The IS presence in Kunar has caused widespread unrest among the local people, many of whom have already abandoned their homes and moved to Jalalabad, Kabul and other places. Among these are also the governors of Kunar and the adjacent Nooristan along with other senior officials who have relocated to Jalalabad.
Reports reveal that the IS militants are attempting to strengthen their position by winning the support of local Afghans, who believe in the Salafi school of thought and who are in a dominant position in both Kunar and Nooristan provinces. They are also promising amnesty to officers and personnel of Afghan forces who would help them expand their influence to the bordering regions of Pakistan. Meanwhile, they have also established contact with Jamaatul Ahrar head Abdul Wali Mohmand—also known as Khalid Khurasani. However, so far, their efforts at cooperation with the Afghan forces and the Jamaatul Ahrar leader have been in vain.

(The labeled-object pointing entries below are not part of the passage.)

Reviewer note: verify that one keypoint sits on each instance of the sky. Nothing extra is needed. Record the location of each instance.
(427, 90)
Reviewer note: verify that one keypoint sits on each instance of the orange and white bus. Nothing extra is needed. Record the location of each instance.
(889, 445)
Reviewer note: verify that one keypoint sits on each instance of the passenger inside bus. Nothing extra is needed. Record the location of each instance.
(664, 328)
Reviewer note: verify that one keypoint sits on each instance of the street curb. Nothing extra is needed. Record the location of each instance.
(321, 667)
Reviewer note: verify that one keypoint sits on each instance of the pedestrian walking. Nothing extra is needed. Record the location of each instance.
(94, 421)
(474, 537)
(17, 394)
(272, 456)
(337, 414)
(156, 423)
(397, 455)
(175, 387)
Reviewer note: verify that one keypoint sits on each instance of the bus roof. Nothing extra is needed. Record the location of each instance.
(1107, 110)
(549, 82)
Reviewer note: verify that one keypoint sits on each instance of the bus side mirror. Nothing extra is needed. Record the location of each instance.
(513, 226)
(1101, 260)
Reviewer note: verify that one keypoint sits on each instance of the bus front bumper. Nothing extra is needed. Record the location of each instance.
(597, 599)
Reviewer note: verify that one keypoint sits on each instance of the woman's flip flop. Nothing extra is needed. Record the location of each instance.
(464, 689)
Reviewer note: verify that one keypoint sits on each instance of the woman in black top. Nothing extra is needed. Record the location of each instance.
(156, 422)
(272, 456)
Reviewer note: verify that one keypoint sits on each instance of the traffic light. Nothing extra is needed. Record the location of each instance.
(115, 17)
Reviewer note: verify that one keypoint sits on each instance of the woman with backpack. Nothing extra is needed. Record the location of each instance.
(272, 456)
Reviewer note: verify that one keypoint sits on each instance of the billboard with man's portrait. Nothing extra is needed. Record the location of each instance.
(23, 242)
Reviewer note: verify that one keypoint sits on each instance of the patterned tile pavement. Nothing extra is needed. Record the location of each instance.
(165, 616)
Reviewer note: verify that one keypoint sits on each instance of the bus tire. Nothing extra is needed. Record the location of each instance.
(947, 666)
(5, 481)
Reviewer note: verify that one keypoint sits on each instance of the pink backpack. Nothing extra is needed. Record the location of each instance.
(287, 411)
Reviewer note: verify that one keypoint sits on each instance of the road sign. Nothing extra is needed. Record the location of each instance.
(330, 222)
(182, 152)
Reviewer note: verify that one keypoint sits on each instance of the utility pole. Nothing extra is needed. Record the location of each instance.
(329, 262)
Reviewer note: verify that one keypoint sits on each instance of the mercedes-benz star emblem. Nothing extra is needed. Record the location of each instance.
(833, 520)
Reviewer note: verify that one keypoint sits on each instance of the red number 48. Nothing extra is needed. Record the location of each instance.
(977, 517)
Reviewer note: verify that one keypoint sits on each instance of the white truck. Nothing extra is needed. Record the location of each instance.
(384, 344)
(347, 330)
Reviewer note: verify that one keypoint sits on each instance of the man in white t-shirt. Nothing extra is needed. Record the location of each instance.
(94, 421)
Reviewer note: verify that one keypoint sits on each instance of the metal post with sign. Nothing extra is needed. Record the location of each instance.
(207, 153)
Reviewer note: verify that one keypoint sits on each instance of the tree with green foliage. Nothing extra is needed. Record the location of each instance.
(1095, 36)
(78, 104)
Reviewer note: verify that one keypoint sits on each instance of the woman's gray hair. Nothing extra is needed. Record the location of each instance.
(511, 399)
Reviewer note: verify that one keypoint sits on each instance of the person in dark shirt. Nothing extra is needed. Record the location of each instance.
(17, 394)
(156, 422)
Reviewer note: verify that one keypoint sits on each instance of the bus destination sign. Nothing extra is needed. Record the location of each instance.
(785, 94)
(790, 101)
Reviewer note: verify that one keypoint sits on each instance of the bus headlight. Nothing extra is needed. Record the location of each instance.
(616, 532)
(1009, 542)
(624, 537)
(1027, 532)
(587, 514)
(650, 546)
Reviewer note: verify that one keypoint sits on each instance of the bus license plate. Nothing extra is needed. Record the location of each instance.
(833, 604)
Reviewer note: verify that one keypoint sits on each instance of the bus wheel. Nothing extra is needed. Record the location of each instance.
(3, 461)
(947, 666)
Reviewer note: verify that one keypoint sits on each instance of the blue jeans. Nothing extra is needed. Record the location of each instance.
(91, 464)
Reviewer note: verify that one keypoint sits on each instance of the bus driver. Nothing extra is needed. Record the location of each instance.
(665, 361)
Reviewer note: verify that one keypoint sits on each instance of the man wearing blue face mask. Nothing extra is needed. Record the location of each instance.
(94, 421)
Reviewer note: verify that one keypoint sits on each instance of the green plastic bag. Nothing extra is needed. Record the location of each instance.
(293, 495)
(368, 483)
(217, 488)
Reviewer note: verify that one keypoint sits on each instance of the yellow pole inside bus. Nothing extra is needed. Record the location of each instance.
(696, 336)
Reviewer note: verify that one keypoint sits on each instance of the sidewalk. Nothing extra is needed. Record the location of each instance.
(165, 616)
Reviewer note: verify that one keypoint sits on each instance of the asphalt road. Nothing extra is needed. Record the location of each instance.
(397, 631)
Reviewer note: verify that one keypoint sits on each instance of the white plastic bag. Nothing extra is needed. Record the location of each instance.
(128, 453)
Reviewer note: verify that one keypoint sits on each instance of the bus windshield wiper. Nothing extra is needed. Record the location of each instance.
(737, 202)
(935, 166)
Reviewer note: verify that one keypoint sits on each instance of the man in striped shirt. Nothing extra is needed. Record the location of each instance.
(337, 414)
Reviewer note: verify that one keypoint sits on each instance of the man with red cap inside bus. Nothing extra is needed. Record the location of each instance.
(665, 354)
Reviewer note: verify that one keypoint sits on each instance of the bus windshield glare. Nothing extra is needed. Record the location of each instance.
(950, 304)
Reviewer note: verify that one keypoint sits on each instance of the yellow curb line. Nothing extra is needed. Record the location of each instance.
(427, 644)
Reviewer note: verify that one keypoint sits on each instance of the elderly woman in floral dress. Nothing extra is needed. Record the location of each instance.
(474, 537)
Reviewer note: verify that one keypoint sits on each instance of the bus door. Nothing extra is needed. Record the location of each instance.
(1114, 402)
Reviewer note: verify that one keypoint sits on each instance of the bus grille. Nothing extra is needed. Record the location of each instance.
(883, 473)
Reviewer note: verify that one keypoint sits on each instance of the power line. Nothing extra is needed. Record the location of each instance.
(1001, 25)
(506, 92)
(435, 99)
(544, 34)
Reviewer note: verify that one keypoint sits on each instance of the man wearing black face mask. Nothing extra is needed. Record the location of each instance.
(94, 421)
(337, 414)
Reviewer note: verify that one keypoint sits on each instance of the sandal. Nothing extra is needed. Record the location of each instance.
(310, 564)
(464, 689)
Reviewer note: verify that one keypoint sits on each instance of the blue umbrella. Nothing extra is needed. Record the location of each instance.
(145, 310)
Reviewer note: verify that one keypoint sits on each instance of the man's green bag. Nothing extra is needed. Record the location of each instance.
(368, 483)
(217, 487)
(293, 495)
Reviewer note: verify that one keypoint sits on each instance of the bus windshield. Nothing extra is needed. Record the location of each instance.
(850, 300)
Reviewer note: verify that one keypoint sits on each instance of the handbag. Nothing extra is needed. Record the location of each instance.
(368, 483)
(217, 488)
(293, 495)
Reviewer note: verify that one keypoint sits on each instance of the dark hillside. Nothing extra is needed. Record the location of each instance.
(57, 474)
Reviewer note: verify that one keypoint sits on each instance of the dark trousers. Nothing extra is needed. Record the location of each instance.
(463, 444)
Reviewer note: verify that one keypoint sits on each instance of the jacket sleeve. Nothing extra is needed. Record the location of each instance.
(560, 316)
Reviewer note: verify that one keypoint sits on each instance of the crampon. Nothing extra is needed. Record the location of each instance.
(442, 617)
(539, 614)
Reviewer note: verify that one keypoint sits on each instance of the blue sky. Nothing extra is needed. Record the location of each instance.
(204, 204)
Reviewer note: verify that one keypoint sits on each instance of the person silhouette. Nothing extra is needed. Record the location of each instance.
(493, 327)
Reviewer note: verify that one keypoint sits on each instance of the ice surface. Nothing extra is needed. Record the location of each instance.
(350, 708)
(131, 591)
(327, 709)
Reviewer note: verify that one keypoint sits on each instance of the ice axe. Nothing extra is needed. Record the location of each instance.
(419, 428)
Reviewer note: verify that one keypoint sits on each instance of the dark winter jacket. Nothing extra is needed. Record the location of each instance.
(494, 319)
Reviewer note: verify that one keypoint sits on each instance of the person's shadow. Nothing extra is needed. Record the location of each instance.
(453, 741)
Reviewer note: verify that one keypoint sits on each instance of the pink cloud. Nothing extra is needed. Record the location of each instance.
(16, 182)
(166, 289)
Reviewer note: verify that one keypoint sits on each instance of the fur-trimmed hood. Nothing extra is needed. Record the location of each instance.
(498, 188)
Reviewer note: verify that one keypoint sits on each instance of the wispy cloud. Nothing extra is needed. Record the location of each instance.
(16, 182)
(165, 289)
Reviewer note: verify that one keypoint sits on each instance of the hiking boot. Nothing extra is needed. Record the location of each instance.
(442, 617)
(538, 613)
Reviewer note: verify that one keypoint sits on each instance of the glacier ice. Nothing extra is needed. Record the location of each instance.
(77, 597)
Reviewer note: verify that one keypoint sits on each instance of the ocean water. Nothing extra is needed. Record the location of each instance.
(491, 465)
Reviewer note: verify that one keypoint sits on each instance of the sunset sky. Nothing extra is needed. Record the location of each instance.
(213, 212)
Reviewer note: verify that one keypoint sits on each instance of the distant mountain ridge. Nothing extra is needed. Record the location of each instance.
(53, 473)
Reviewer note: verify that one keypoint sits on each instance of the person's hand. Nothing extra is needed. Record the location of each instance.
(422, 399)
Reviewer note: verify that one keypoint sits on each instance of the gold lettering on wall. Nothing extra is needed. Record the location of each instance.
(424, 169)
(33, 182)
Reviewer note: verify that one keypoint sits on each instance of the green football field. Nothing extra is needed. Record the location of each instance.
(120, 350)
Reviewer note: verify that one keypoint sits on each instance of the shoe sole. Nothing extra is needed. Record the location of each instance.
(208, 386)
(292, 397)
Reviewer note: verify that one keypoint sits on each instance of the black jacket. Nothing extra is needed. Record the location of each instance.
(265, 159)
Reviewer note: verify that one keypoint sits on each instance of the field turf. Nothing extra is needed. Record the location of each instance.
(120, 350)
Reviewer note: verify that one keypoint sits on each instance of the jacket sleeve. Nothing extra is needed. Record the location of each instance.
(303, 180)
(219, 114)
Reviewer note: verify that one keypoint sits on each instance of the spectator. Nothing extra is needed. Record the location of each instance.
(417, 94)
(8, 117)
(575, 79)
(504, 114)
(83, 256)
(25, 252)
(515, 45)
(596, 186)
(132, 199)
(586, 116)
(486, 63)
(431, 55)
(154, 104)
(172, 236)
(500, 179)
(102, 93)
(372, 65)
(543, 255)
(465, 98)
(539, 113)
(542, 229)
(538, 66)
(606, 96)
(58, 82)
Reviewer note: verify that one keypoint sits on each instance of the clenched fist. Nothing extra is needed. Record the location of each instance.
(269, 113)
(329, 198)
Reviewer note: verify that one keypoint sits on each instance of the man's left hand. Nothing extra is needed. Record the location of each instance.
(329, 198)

High-ranking Afghan authorities have recently confirmed an unprecedented surge in IS presence in the border province of Afghanistan. Before the ‘mother of all bombs’ attack on an IS complex in Nangarhar, IS presence had been confined to Acheen area, and they had been on the defensive. But now they have reached Behsud and Chaparhar, which are situated on the outskirts of Jalalabad city, according to Afghan sources. The IS militants are attempting to disconnect Kunar and Jalalabad from each other, as well as capturing the Kabul-Jalalabad highway at different points.
A segment of Jamaatul Ahrar was attacked by US drones in Lal Pura district of Nangarhar province two days ago, in which several officials, including two commanders of the organisation, were killed.
Previously, the Afghan Taliban had been successful in capturing the Kabul-Jalalabad highway and reaching Kabul in September 1997.